# Betta pics



## lili (Dec 15, 2007)

Who likes betta ?

1. CLEO

Cleo and his toy:








































Cleo and worm








Cleo and his own 10g









2. Gipsy

















3. Saphira

















4. RIP Pinky (she died when I was on a trip .... )









5.Topaz

























6. Ugly (just rescued, still clamped fins and fin rot .... now gorgeous)









Good friends for betta: tetra, frogs, snails, yo-yo. 
Too many pics  ?

L

PS: I always clean the glass after I look at the pictures I took.


----------



## Ciddian (Mar 15, 2006)

LOL dontcha love spotty glass. D:

I love your betta! They all look well cared for!


----------



## lili (Dec 15, 2007)

Ciddian said:


> LOL dontcha love spotty glass. D:
> 
> I love your betta! They all look well cared for!


Thank you.
I got them from Petsmart, one by one, everytime I needed a pump or a filter I ended up buying a betta, the worse looking one from the jars. 
Saphira was grey when I bought her. I thought it's an interesting color but she was just very sick. Pinky was white with some purple. Cleo was in the jar at Petsmart for almost half year. The sale person begged me to take him because he is the oldest there. Nobody wanted him. He was looking .... like dead. Gipsy is my favourite, very nice personality and was a good friend for yo-yos, shrimp and frogs when they lived in the same tank. Now she has some bumblebee shrimp in her tank - no problem. 
Bottom line, nice girls but there is no way for a sorrority. I tried, for fun, in a 10 g and it took them about 30 second to start killing eachother, flarring and stess stripes. I couldn't fish them out soon enough ... 
L


----------



## Morgan (Apr 15, 2008)

lili said:


> Thank you.
> I got them from Petsmart, one by one, everytime I needed a pump or a filter I ended up buying a betta, the worse looking one from the jars.
> Saphira was grey when I bought her. I thought it's an interesting color but she was just very sick. Pinky was white with some purple. Cleo was in the jar at Petsmart for almost half year. The sale person begged me to take him because he is the oldest there. Nobody wanted him. He was looking .... like dead. Gipsy is my favourite, very nice personality and was a good friend for yo-yos, shrimp and frogs when they lived in the same tank. Now she has some bumblebee shrimp in her tank - no problem.
> Bottom line, nice girls but there is no way for a sorrority. I tried, for fun, in a 10 g and it took them about 30 second to start killing eachother, flarring and stess stripes. I couldn't fish them out soon enough ...
> L


Nice Betta! (I think it should be it's own plural)

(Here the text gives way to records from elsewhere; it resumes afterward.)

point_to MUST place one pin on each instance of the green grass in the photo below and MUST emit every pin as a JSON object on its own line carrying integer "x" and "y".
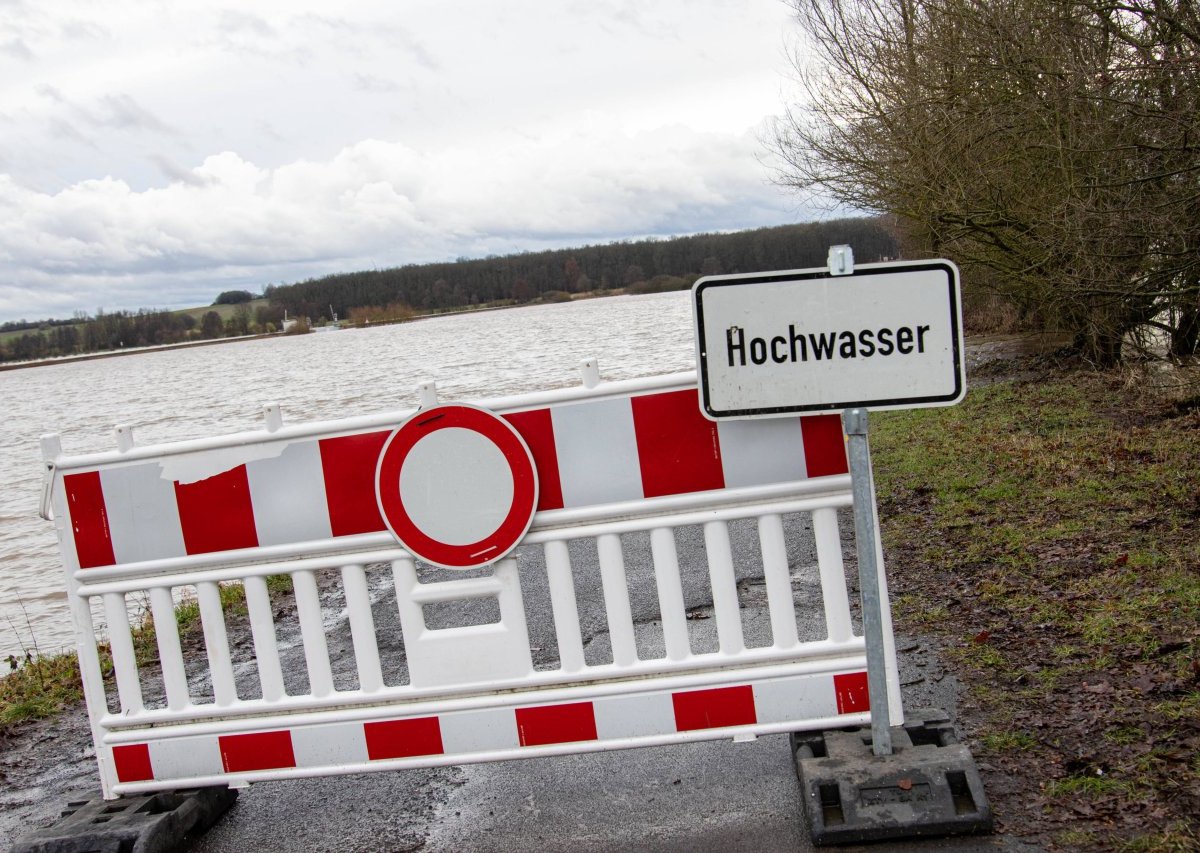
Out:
{"x": 1062, "y": 518}
{"x": 48, "y": 684}
{"x": 40, "y": 689}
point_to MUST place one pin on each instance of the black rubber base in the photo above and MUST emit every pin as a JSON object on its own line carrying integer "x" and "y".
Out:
{"x": 149, "y": 823}
{"x": 929, "y": 786}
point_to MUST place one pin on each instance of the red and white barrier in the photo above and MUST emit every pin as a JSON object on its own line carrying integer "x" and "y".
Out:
{"x": 587, "y": 454}
{"x": 631, "y": 472}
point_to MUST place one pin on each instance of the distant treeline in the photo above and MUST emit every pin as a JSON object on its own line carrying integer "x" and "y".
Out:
{"x": 399, "y": 293}
{"x": 635, "y": 266}
{"x": 129, "y": 329}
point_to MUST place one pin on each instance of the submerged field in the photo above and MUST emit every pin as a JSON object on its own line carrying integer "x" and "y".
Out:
{"x": 1045, "y": 534}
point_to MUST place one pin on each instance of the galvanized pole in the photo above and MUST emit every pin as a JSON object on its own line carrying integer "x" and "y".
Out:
{"x": 856, "y": 424}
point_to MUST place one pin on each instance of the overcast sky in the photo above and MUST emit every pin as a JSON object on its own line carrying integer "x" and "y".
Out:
{"x": 155, "y": 154}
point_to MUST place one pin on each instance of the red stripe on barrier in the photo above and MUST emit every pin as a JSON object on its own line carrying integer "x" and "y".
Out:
{"x": 714, "y": 708}
{"x": 348, "y": 464}
{"x": 403, "y": 738}
{"x": 538, "y": 431}
{"x": 677, "y": 446}
{"x": 825, "y": 445}
{"x": 216, "y": 514}
{"x": 557, "y": 724}
{"x": 89, "y": 520}
{"x": 257, "y": 751}
{"x": 852, "y": 692}
{"x": 132, "y": 763}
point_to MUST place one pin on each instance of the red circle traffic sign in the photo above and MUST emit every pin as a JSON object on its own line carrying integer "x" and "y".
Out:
{"x": 456, "y": 485}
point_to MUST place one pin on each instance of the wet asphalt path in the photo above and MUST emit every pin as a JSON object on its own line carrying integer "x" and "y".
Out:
{"x": 715, "y": 796}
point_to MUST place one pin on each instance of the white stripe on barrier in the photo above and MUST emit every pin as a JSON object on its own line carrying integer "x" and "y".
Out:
{"x": 303, "y": 504}
{"x": 597, "y": 452}
{"x": 484, "y": 734}
{"x": 143, "y": 516}
{"x": 756, "y": 452}
{"x": 288, "y": 496}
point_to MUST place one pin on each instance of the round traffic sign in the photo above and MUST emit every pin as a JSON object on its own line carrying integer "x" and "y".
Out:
{"x": 456, "y": 486}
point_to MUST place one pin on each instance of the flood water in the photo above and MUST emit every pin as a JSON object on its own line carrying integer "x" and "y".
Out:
{"x": 193, "y": 392}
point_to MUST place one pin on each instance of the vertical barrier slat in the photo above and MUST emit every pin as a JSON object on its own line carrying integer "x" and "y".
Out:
{"x": 312, "y": 629}
{"x": 779, "y": 584}
{"x": 725, "y": 588}
{"x": 671, "y": 607}
{"x": 358, "y": 605}
{"x": 616, "y": 599}
{"x": 125, "y": 664}
{"x": 262, "y": 628}
{"x": 216, "y": 642}
{"x": 567, "y": 613}
{"x": 171, "y": 655}
{"x": 833, "y": 575}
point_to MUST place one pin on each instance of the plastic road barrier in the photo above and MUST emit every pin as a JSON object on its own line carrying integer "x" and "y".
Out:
{"x": 589, "y": 493}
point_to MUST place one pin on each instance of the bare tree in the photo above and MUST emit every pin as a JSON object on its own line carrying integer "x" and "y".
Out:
{"x": 1053, "y": 144}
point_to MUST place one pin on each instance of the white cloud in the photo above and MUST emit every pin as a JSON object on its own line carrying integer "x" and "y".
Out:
{"x": 163, "y": 152}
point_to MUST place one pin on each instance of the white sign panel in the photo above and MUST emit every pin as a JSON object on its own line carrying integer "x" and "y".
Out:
{"x": 887, "y": 336}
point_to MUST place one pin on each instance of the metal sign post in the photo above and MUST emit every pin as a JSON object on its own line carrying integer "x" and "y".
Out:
{"x": 882, "y": 336}
{"x": 856, "y": 422}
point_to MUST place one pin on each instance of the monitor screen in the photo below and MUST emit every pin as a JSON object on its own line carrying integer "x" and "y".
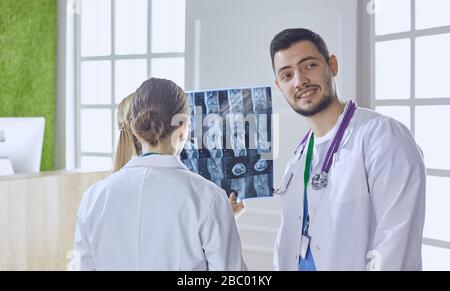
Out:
{"x": 230, "y": 139}
{"x": 21, "y": 141}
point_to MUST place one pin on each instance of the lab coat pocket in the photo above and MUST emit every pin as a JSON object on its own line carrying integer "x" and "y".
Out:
{"x": 347, "y": 179}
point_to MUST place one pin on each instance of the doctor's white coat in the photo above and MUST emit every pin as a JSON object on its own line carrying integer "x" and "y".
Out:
{"x": 154, "y": 214}
{"x": 372, "y": 211}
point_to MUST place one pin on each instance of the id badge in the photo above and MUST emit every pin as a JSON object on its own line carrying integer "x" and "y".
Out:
{"x": 304, "y": 247}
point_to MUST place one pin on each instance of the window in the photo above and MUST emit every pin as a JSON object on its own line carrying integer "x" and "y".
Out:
{"x": 409, "y": 43}
{"x": 119, "y": 44}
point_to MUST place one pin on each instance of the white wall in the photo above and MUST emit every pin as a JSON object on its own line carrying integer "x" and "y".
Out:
{"x": 227, "y": 45}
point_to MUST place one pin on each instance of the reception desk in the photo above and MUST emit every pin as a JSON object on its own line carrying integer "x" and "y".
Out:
{"x": 38, "y": 216}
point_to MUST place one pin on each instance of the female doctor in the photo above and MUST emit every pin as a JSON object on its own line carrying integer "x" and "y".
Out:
{"x": 154, "y": 214}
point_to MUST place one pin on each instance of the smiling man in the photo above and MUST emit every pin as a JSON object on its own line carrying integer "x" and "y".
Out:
{"x": 354, "y": 191}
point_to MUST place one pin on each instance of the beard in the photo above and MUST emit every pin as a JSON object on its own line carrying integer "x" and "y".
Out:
{"x": 319, "y": 107}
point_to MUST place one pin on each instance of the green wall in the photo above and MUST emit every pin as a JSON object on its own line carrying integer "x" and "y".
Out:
{"x": 28, "y": 64}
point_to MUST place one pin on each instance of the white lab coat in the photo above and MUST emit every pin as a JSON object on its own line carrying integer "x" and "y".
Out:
{"x": 154, "y": 214}
{"x": 373, "y": 206}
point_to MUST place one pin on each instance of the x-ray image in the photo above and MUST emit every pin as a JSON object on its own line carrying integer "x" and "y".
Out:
{"x": 236, "y": 131}
{"x": 239, "y": 169}
{"x": 237, "y": 134}
{"x": 191, "y": 164}
{"x": 212, "y": 102}
{"x": 213, "y": 135}
{"x": 236, "y": 101}
{"x": 263, "y": 144}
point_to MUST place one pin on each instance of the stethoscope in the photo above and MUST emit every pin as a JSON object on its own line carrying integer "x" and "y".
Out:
{"x": 320, "y": 180}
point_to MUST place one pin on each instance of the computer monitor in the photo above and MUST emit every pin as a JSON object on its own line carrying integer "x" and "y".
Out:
{"x": 21, "y": 140}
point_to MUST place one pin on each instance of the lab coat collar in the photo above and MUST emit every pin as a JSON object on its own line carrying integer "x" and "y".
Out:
{"x": 156, "y": 161}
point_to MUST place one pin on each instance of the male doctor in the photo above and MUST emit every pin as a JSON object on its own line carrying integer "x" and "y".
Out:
{"x": 353, "y": 193}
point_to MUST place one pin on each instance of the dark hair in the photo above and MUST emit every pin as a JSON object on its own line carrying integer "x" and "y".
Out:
{"x": 155, "y": 103}
{"x": 289, "y": 37}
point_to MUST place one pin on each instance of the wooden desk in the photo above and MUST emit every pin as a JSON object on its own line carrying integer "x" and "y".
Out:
{"x": 38, "y": 216}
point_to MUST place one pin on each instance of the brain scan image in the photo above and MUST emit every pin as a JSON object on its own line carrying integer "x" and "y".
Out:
{"x": 236, "y": 101}
{"x": 212, "y": 102}
{"x": 259, "y": 100}
{"x": 229, "y": 142}
{"x": 261, "y": 165}
{"x": 261, "y": 185}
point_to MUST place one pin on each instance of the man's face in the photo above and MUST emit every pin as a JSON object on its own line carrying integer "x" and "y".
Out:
{"x": 305, "y": 78}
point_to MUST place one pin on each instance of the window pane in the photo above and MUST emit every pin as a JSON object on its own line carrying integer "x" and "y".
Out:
{"x": 393, "y": 69}
{"x": 435, "y": 147}
{"x": 96, "y": 131}
{"x": 432, "y": 65}
{"x": 393, "y": 16}
{"x": 130, "y": 74}
{"x": 400, "y": 113}
{"x": 131, "y": 27}
{"x": 95, "y": 27}
{"x": 96, "y": 82}
{"x": 168, "y": 25}
{"x": 96, "y": 163}
{"x": 437, "y": 212}
{"x": 435, "y": 259}
{"x": 432, "y": 13}
{"x": 169, "y": 68}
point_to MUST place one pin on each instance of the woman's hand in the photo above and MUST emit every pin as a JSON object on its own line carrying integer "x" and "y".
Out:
{"x": 238, "y": 208}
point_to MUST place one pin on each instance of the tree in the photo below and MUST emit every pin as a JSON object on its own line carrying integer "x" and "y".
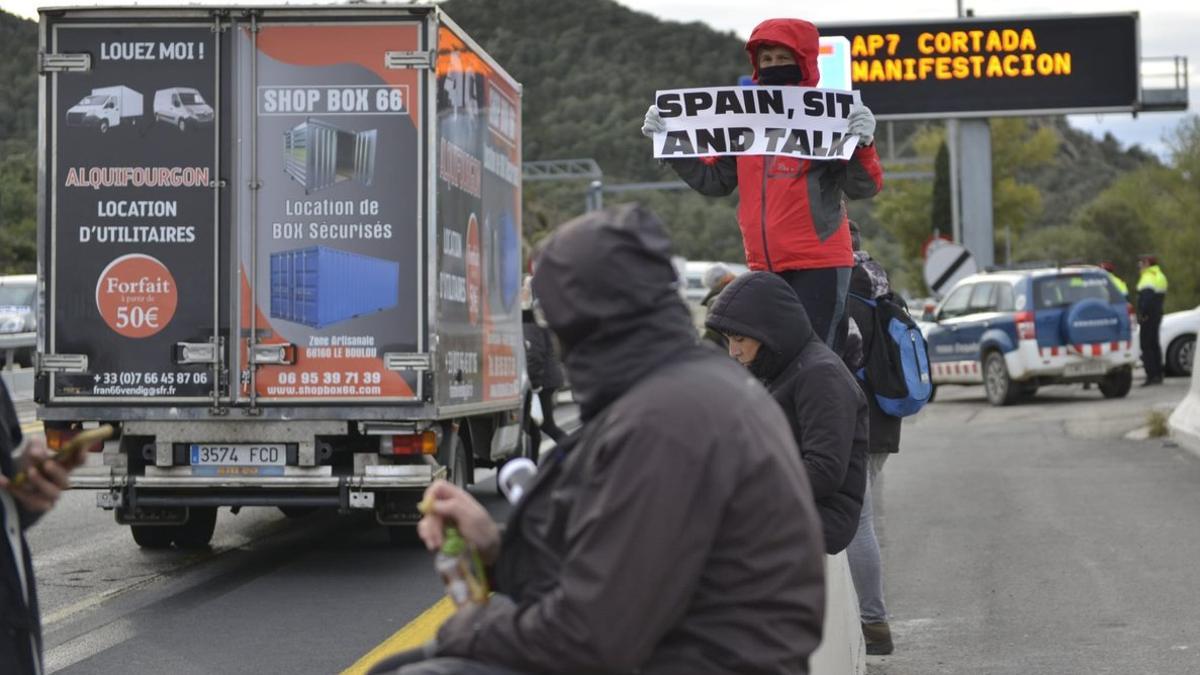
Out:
{"x": 1155, "y": 209}
{"x": 1017, "y": 147}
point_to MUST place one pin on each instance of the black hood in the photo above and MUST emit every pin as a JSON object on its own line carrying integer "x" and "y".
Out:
{"x": 609, "y": 291}
{"x": 763, "y": 306}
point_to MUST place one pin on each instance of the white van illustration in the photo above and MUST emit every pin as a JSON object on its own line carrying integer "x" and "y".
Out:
{"x": 105, "y": 107}
{"x": 181, "y": 106}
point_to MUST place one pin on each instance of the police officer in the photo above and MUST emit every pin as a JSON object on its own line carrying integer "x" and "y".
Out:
{"x": 1151, "y": 296}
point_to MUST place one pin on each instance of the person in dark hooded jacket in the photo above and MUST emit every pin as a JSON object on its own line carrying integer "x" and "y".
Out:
{"x": 791, "y": 211}
{"x": 21, "y": 638}
{"x": 675, "y": 532}
{"x": 769, "y": 333}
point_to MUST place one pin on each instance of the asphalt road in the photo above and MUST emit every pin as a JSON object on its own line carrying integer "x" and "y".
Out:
{"x": 1037, "y": 538}
{"x": 1025, "y": 539}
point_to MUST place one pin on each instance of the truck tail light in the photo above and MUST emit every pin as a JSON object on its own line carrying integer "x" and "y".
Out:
{"x": 425, "y": 443}
{"x": 1026, "y": 329}
{"x": 55, "y": 438}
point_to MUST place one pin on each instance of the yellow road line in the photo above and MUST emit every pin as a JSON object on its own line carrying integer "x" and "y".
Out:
{"x": 418, "y": 632}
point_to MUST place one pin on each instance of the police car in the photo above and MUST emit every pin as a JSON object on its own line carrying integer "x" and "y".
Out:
{"x": 1015, "y": 330}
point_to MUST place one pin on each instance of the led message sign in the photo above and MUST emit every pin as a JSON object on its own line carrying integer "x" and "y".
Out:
{"x": 982, "y": 67}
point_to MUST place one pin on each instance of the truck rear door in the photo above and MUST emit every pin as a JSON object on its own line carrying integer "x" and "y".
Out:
{"x": 331, "y": 268}
{"x": 133, "y": 299}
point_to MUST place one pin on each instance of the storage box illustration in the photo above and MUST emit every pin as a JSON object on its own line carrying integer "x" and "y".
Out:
{"x": 318, "y": 155}
{"x": 319, "y": 286}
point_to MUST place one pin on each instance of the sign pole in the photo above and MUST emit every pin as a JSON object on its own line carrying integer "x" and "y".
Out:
{"x": 975, "y": 180}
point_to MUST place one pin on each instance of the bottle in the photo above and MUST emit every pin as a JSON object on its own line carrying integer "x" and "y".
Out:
{"x": 461, "y": 571}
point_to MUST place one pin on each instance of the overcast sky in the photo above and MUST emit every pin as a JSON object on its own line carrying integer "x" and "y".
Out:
{"x": 1169, "y": 28}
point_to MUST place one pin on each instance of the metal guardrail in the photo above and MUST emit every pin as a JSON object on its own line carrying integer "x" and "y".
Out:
{"x": 13, "y": 341}
{"x": 1164, "y": 83}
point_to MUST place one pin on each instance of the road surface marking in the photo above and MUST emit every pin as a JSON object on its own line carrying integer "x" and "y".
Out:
{"x": 88, "y": 645}
{"x": 418, "y": 632}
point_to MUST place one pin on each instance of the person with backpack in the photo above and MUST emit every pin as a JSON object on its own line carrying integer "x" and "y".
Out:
{"x": 868, "y": 279}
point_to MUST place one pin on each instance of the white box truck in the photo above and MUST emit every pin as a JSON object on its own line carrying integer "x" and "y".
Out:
{"x": 106, "y": 107}
{"x": 168, "y": 310}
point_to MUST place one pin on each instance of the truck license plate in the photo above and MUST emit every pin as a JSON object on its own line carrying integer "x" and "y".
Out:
{"x": 1084, "y": 369}
{"x": 238, "y": 459}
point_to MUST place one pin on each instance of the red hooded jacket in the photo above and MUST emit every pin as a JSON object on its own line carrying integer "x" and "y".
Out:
{"x": 791, "y": 211}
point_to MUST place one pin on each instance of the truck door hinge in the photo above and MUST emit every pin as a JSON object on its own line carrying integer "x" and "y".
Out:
{"x": 396, "y": 360}
{"x": 405, "y": 60}
{"x": 63, "y": 363}
{"x": 196, "y": 352}
{"x": 273, "y": 354}
{"x": 63, "y": 63}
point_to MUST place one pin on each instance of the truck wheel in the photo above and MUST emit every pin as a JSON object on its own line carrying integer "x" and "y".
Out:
{"x": 1117, "y": 383}
{"x": 996, "y": 382}
{"x": 1181, "y": 354}
{"x": 154, "y": 537}
{"x": 197, "y": 532}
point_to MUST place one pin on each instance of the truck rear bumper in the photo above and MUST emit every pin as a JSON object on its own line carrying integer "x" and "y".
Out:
{"x": 396, "y": 478}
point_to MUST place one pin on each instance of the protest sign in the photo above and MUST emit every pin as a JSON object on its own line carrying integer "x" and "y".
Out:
{"x": 795, "y": 121}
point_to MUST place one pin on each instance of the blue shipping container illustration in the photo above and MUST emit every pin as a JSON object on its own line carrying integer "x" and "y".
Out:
{"x": 321, "y": 286}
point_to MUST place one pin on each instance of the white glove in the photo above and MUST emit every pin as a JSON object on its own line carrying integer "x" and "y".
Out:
{"x": 654, "y": 124}
{"x": 861, "y": 123}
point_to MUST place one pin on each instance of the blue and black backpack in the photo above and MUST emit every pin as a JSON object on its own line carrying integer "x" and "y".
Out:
{"x": 895, "y": 364}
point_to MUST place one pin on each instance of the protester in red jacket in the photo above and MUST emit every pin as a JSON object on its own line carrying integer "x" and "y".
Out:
{"x": 791, "y": 211}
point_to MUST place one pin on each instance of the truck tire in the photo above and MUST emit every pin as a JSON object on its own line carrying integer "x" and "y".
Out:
{"x": 1000, "y": 387}
{"x": 154, "y": 537}
{"x": 1117, "y": 383}
{"x": 197, "y": 532}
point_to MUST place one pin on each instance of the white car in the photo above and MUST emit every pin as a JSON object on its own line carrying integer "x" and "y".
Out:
{"x": 1177, "y": 335}
{"x": 694, "y": 278}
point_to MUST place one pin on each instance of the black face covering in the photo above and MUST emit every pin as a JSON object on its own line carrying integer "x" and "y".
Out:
{"x": 777, "y": 76}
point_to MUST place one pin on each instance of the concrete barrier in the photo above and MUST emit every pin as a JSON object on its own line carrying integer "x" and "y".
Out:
{"x": 1186, "y": 419}
{"x": 843, "y": 650}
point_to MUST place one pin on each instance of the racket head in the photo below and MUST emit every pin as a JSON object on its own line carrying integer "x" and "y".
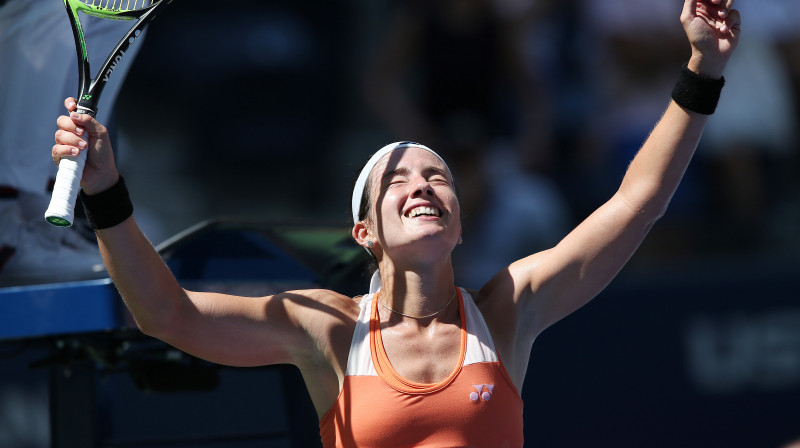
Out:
{"x": 61, "y": 211}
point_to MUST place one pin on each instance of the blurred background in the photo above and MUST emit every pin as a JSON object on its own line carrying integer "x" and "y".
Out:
{"x": 264, "y": 111}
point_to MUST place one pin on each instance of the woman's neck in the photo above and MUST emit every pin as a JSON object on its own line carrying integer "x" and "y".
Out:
{"x": 418, "y": 293}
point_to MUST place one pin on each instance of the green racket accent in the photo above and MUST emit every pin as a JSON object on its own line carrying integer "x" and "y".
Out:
{"x": 110, "y": 10}
{"x": 70, "y": 169}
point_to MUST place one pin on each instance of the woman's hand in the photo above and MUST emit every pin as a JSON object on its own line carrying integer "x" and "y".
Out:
{"x": 713, "y": 29}
{"x": 81, "y": 132}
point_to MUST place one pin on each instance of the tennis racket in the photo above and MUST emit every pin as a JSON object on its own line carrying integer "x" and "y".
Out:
{"x": 61, "y": 211}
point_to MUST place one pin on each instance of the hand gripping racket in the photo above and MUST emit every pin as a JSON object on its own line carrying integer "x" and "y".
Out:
{"x": 61, "y": 211}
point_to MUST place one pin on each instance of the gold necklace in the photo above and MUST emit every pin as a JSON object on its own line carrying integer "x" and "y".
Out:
{"x": 420, "y": 317}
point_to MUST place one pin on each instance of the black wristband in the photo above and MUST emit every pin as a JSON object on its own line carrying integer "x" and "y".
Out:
{"x": 108, "y": 208}
{"x": 697, "y": 93}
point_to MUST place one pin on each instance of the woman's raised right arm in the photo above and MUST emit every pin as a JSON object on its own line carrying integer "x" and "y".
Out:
{"x": 241, "y": 331}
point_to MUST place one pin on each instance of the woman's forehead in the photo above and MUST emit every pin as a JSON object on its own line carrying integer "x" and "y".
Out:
{"x": 409, "y": 158}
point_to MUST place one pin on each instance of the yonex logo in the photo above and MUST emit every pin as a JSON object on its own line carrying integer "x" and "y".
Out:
{"x": 482, "y": 391}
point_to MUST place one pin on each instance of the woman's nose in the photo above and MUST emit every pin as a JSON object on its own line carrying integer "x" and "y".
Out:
{"x": 422, "y": 188}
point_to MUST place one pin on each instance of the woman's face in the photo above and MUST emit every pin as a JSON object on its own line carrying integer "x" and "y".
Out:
{"x": 413, "y": 204}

About the sorority... You don't have to worry. All female Betta aquariums start out violent - Some more than others, but all of them will flare. This can continue for up to about a week, and generally physical fighting is over after the first few days (Mine only fought on the first, but I've heard of physical violence after that). If it does persist, you don't have to remove all the females - Just the aggressive one. Also, don't be TOO worried about the level of violence (Again, unless it persists) - On the first day my girls engaged in what I call the kiss of death - Two of them bit onto each other's lips and wouldn't let go. If you're really worried you can add a little melafix to help heal their cuts.

The reason for this is that unlike males, the females ARE social fish - They enjoy being in groups > 3/4 and they have a fairly simply hierarchy with an Alpha female. When you add your Betta to the same tank, it's like putting a bunch of wolves in the same pen - They'll fight until they know who's boss. That was a pretty terrible analogy, but I hope it helped.

=) Thanks.

Edit: Although a 10 gallon is a little small for a community.


----------



## lili (Dec 15, 2007)

Thanks, but I am too scared to try a betta (no "s"  ) sorority.
L


----------